Rubber was the solution to Vaucanson’s first problem. Charles Marie de la Condamine, a scientist and explorer, had found the substance in the South American jungles a few years earlier. Condamine returned to France with a sample of cahuchu, as Amazon tribes called it, delivering a paper on its properties to the Academie Royale des Sciences in 1736. The limited supply by then being imported to France, however, was not enough for Vaucanson’s purposes, and he asked the king for more. Louis launched a surreptitious rubber-gathering voyage to Guyana, then under French control, to bring as much rubber to Vaucanson as he desired.

David Brewster’s 1832 Letters on Natural Magic offers an altered version: “It was agreed that a skillful anatomist should proceed to Guiana to superintend the construction of the blood-vessels, and the king not only approved it but had given orders for, the voyage.” Instead of rubber being imported to France, the king would deploy a scientist into the jungles to make the artificial man’s innards and these would then be sent by steamer back to Vaucanson. Regardless, the Guyana expedition was embarked on and a king-sponsored ship crossed the ocean for the sake of the Bleeding Man’s completion. As with Le Cat’s blueprint, Vaucanson also hoped that rubber would allow him to mold vocal chords for his contraption: The Bleeding Man, as he fancied him, would also be endowed with speech.

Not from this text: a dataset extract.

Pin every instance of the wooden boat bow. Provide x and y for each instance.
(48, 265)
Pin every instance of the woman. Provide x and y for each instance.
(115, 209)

For sundry reasons, the plot to import rubber, and hence the automaton itself, was a failure. The Bleeding Man was at no point a very real feasibility. That didn’t stop the crowned-head of a world power and one of the great scientists of his age from their conspiracy to conjure a human replicant.

Louis’s consuming pursuit for the man-machine became overshadowed by national concerns. While praised for his support of the sciences, his reign was a hodgepodge of minor wars and failed treaties. He perished of smallpox in 1774. Unlike previous monarchs, his heart was not removed and preserved; fearing contamination, quicklime and alcohol was poured directly into his coffin by attendants.

Vaucanson also hoped that rubber would allow him to mold vocal chords for his contraption: The Bleeding Man, as he fancied him, would also be endowed with speech.

Ruthless in his drive for mechanical perfection, Vaucanson was unanimously called a difficult man. Among his many assistants who didn’t leave in fury, Herve Foucault (his grandson would invent the namesake Pendulum) likened his cold, inflexible personality to that of an automaton itself. Vaucanson fiddled off and on with the man-machine until his death in 1782, but officially he was done with the king’s impossible scientific dream, remarking only that he was “disgusted” with his involvement. Whether that disgust came from the sacrilegious nature of their cloning venture, or out of frustration at the unavailable resources needed to perfect the Bleeding Man, he never did elaborate.

In a 1790 allegory of the French Revolution, Francois-Felix Nagaret published “Le Miroir des événemens actuels, ou la belle au plus offrant,” or The Looking Glass of Actuality. Nagaret was influenced by the astounding mechanical beings of his day, chiefly those made by Jacques de Vaucanson. The work is about the invention of an automaton that is brought to life. Its inventor went by the name of Frankenstein.